For the crypto market, the pause in rate hikes is a double-edged sword. On the one hand, it suggests that the era of tightening is ending. On the other hand, rising bond yields could create short-term pressure on the market because they make riskier assets less attractive. Hayes believes that while bitcoin might chop around or even dip lower in the short term, the long-term outlook remains bullish. He anticipates that the real rally will kick off once the government steps in with new measures to inject liquidity into the market, likely around late September.
“If this scenario occurs, I expect intervention to begin in late September. Between now and then, bitcoin will, at best, continue to chop, and altcoins could dive deeper into the gutter,” Hayes wrote.

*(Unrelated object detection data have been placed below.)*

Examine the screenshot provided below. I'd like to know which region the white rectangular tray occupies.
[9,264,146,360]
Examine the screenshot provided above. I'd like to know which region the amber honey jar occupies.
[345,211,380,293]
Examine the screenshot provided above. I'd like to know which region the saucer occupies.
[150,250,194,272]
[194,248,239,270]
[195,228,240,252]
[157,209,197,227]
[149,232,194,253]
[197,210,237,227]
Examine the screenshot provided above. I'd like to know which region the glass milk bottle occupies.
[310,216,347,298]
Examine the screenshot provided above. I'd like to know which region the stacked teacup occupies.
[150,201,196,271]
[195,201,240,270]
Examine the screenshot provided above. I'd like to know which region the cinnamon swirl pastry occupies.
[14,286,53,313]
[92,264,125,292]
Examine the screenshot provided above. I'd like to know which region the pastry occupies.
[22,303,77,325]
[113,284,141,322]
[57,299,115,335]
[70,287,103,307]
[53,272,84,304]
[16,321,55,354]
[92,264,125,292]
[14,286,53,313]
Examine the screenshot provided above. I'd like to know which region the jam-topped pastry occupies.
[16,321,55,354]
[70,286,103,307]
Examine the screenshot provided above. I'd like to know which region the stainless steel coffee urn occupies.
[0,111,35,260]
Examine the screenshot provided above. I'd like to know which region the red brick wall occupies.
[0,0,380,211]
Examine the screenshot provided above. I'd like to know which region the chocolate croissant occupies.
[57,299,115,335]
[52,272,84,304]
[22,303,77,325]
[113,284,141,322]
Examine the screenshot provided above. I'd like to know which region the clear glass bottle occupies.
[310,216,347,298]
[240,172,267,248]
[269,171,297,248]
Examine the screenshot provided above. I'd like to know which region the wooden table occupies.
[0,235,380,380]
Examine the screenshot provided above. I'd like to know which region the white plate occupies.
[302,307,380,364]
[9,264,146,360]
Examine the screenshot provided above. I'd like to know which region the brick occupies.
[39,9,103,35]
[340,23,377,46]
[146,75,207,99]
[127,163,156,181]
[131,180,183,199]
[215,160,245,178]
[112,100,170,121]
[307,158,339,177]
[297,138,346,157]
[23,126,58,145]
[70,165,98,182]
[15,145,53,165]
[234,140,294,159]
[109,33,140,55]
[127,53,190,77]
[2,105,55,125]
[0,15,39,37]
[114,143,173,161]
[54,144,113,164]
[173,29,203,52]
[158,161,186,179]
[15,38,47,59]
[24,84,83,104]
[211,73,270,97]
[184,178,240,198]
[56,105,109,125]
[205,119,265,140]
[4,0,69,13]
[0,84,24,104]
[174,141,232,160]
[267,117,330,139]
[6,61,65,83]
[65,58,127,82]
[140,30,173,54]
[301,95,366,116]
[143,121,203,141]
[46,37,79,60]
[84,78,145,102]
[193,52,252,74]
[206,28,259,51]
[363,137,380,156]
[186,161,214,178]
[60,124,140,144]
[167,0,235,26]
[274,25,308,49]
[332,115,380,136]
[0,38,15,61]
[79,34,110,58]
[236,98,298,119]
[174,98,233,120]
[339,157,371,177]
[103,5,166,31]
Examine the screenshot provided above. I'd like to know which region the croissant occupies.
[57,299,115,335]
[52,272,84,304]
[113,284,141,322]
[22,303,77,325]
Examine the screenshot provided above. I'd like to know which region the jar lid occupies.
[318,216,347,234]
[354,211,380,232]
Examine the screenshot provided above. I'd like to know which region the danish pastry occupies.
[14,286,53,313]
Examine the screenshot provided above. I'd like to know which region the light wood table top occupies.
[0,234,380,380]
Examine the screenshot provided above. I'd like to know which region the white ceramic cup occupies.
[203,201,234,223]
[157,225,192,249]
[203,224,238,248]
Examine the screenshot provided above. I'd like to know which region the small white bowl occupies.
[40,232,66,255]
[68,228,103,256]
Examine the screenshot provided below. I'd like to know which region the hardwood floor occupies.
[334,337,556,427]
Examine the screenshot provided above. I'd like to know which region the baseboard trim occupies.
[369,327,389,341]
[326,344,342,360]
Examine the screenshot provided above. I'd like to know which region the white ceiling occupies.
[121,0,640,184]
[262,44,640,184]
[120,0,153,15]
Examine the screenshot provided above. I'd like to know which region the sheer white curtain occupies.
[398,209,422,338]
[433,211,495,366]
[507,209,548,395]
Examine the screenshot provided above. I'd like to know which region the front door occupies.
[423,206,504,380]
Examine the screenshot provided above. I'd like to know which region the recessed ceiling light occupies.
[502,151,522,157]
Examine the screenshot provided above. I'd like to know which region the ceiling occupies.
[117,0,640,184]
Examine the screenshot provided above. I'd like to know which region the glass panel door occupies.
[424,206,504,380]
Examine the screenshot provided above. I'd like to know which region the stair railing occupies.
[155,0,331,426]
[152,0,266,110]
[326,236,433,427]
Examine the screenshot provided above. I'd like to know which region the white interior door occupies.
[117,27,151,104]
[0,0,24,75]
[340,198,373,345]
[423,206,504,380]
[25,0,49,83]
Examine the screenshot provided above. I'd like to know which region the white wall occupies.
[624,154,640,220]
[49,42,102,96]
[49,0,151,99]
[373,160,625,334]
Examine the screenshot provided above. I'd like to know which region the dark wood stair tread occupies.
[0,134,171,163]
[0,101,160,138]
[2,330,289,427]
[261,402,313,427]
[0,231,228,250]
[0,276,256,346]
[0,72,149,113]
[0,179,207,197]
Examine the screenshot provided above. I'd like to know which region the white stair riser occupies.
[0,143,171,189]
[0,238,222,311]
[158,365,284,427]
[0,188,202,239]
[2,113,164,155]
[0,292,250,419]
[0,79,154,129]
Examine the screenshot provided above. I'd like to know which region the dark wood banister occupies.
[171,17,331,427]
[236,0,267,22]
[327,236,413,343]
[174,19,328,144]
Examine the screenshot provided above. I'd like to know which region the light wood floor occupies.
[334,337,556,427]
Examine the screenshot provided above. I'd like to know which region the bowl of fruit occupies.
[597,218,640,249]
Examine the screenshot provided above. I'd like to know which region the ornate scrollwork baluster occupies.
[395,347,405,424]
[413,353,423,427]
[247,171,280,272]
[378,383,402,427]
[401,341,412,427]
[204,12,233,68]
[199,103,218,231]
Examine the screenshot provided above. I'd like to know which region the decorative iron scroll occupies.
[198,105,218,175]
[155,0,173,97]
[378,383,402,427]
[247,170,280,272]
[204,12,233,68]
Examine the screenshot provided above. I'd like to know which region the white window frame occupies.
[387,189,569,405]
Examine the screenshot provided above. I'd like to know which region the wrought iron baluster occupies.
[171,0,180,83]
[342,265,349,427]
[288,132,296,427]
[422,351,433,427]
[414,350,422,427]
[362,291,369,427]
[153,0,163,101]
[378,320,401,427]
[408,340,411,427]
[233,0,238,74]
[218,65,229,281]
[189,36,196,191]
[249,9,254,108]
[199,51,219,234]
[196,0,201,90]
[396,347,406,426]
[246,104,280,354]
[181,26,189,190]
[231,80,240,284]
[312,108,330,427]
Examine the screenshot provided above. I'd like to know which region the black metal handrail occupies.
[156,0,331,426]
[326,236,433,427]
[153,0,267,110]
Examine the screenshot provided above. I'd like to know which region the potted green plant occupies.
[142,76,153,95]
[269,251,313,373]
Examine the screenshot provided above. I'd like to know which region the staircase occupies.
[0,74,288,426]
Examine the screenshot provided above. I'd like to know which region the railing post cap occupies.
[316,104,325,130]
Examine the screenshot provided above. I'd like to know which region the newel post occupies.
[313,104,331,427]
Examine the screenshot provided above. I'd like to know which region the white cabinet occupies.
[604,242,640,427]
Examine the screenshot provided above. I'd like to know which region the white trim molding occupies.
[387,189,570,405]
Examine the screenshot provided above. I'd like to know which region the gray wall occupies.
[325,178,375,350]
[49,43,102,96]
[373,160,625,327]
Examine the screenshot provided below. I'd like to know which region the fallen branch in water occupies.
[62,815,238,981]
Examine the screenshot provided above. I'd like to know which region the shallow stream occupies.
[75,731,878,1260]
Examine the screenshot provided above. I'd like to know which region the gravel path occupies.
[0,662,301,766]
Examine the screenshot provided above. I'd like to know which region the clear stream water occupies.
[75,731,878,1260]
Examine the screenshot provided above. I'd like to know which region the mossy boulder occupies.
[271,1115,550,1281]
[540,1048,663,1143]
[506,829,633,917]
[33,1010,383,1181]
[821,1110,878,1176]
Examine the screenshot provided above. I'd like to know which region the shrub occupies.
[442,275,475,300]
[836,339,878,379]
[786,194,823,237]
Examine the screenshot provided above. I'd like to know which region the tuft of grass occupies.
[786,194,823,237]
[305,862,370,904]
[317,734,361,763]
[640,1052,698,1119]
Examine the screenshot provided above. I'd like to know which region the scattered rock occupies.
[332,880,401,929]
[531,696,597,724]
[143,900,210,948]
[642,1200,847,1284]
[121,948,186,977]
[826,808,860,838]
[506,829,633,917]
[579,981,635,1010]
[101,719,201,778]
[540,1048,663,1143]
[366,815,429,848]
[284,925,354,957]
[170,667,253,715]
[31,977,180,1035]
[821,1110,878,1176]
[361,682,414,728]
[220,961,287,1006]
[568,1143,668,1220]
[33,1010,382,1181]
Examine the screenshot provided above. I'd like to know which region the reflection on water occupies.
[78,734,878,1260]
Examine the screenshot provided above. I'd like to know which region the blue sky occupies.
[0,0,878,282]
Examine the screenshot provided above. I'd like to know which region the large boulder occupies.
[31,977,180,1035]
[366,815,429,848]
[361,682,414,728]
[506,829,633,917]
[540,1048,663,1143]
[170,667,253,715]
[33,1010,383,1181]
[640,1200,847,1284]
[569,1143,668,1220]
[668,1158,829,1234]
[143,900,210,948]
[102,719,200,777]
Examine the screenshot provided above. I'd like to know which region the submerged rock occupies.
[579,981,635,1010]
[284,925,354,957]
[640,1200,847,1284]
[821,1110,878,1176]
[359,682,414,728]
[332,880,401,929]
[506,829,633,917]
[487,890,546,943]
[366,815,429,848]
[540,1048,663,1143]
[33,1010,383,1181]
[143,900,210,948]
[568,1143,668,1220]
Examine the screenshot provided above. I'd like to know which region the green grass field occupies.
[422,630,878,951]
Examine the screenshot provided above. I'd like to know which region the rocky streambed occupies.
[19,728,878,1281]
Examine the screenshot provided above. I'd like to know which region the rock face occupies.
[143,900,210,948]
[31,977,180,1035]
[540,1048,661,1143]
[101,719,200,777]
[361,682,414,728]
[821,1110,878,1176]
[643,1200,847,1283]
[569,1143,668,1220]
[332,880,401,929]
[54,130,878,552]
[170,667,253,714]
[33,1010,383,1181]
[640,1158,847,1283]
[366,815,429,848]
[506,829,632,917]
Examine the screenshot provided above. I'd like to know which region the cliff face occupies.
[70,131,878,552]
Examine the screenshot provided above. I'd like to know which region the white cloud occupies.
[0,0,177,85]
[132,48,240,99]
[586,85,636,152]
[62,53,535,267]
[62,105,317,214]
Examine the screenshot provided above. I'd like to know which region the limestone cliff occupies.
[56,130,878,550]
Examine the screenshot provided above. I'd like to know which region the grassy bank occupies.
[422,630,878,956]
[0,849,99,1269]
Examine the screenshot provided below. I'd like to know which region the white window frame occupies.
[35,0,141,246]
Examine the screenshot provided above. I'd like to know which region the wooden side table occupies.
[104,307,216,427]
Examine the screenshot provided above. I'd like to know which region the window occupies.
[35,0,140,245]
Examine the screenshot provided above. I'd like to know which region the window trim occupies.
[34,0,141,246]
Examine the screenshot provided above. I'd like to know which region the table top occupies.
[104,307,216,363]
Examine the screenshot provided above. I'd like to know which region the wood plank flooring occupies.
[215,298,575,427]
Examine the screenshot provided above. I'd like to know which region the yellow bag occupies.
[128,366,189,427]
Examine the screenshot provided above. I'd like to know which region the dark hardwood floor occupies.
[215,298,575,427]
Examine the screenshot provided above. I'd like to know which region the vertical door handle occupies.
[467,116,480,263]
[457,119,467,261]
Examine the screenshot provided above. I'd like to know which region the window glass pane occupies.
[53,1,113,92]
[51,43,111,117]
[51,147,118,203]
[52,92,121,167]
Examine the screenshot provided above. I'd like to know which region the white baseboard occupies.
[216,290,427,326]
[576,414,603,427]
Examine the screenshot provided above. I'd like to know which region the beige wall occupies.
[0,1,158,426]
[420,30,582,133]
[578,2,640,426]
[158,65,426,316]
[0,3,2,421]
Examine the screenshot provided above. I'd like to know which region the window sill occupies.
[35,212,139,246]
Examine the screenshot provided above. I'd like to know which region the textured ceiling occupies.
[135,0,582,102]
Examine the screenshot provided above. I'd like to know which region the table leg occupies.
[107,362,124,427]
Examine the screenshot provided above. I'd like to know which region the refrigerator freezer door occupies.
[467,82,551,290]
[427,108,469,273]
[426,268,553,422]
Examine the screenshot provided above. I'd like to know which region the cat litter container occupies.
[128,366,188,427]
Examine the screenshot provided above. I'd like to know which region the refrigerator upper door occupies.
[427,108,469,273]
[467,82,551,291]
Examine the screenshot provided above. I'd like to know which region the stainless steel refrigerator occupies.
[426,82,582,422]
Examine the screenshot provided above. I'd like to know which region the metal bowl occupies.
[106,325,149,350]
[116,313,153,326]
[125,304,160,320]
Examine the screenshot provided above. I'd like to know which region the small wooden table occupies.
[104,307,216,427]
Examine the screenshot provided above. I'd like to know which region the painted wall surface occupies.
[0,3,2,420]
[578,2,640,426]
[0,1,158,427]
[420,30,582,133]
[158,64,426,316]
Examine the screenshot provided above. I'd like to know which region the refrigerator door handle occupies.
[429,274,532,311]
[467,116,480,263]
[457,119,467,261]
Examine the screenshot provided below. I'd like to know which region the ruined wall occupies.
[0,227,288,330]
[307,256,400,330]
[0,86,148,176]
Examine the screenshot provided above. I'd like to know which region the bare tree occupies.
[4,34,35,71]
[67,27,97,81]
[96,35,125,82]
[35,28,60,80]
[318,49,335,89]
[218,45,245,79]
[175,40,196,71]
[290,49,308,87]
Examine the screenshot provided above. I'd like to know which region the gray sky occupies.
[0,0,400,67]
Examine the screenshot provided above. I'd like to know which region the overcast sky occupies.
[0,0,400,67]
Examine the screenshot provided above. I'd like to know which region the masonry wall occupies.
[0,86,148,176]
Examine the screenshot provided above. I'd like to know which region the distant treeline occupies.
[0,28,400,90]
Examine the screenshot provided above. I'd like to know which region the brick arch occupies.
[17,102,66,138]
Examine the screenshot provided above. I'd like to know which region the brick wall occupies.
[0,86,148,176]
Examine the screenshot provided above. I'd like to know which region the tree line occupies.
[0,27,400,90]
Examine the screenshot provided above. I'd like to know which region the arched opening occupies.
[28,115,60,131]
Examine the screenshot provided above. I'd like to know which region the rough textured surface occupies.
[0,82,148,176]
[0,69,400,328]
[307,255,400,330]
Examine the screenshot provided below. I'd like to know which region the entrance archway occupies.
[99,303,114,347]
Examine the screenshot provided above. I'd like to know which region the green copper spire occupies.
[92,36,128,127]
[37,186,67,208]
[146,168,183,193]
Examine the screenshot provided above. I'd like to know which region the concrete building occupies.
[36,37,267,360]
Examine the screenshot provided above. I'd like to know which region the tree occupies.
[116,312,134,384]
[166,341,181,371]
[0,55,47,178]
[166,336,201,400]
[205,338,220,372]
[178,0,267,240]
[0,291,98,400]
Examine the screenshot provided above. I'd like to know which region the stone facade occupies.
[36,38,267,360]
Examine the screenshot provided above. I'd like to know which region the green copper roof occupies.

Additionally, September has historically been bitcoin’s worst month, with an average loss of 4.71%, according to CoinGlass. In contrast, October has typically been a strong month for bitcoin, with an average positive return of 22.9%.
Adding another layer to this outlook, Outlier Ventures recently published a report challenging the traditional belief in Bitcoin’s four-year halving cycle as a primary driver of price increases. According to their analysis, “2016 was the last time the halving had a significant, fundamental impact on BTC price action.” They argue that the current market dynamics are driven more by macroeconomic factors, such as government spending and global liquidity conditions, rather than the reduced supply of new bitcoin.
Read more: Bitcoin’s Post-Halving Price Performance So Far Is Worst Ever
While the crypto market might face more turbulence in the coming weeks, Hayes remains optimistic that a bull run is imminent. His advice to traders? Be patient and watch for the signs of a liquidity injection that could ignite the next big move in crypto.